STEVE CHAPMAN: Give non-physicians more freedom to help patients.

UPDATE: Physician reader Tim Johnson isn’t buying it:

I saw your link to the article calling for more “non-doctors.” As a physician and person with common sense, this is ludicrous. Doctors aren’t valuable for knowing how to deal with the normal. Anyone can google “How to treat a headache”. Docs are valuable because they are trained for years to know when something isn’t normal. 1 in 100 patients doesn’t have a headache. Instead he has a brain tumor, a bleed, or even a parasite from Mexico. I agree that non-physicians are great for the 99 of 100 patients. But it sucks if you’re the 1. But when we’re discussing socialized medicine, those 99 are more valuable than the 1.

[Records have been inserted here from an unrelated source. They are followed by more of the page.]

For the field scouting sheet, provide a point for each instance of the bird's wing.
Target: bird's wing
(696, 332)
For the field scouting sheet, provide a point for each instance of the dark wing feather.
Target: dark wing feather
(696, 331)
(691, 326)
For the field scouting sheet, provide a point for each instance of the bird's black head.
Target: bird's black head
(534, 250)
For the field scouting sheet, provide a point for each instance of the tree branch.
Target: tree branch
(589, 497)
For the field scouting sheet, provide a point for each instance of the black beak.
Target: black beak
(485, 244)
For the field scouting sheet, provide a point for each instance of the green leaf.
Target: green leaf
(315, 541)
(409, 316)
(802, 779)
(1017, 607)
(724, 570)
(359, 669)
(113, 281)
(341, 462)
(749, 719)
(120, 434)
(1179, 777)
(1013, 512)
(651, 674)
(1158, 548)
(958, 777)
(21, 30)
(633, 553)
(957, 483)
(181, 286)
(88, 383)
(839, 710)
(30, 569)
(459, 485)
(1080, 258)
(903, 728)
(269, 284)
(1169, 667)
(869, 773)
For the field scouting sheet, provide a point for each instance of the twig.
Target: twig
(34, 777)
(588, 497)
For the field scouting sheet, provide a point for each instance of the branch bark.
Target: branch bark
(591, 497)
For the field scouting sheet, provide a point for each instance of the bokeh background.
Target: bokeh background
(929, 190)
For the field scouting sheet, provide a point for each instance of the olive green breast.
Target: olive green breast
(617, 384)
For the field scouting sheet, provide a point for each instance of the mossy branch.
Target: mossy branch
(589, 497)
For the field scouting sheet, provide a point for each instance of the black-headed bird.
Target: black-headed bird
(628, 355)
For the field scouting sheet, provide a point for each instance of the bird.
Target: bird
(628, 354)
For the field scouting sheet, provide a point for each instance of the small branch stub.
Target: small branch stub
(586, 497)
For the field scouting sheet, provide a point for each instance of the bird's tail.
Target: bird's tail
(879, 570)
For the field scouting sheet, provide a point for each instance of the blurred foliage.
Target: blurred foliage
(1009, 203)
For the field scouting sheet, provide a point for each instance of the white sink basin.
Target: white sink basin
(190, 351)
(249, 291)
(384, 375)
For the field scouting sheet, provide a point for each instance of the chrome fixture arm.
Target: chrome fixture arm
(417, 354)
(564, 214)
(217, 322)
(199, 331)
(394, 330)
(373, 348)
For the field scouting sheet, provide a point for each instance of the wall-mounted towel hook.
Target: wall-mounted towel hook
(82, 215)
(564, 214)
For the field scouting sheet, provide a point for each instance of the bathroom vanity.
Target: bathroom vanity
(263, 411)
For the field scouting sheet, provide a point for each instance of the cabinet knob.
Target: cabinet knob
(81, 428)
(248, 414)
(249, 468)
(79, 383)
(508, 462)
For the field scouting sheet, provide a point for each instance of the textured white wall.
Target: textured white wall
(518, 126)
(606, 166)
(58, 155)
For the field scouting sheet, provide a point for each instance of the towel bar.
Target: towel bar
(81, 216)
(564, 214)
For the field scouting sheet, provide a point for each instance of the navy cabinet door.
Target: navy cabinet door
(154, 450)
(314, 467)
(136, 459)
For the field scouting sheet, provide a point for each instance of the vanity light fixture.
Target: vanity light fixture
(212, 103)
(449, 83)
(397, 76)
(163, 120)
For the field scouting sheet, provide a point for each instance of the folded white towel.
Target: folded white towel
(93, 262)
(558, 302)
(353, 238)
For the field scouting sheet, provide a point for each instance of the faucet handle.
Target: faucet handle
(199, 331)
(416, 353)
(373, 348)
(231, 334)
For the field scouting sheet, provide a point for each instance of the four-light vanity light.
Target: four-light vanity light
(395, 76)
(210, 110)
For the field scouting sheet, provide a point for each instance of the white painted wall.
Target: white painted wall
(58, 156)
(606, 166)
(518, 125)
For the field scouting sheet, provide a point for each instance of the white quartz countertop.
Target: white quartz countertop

My sister-in-law spent a semester last year in France. She had to go to a pharmacist for a “sprained ankle”. The pharmacist gave her a cream. When she went back, he gave her some pain pills. Finally, on the third try, she got an X-Ray which showed a fracture requiring a cast. But those three pharmacist visits sure were cheap.

Good point — though, alas, I’ve had plenty of similar experiences with physicians. It took them months to diagnose Helen’s heart attack, for example, even in the face of atypical EKG readings that the expert system flagged as post-MI. They just saw a slim, athletic woman in her mid-thirties and ruled out a heart attack.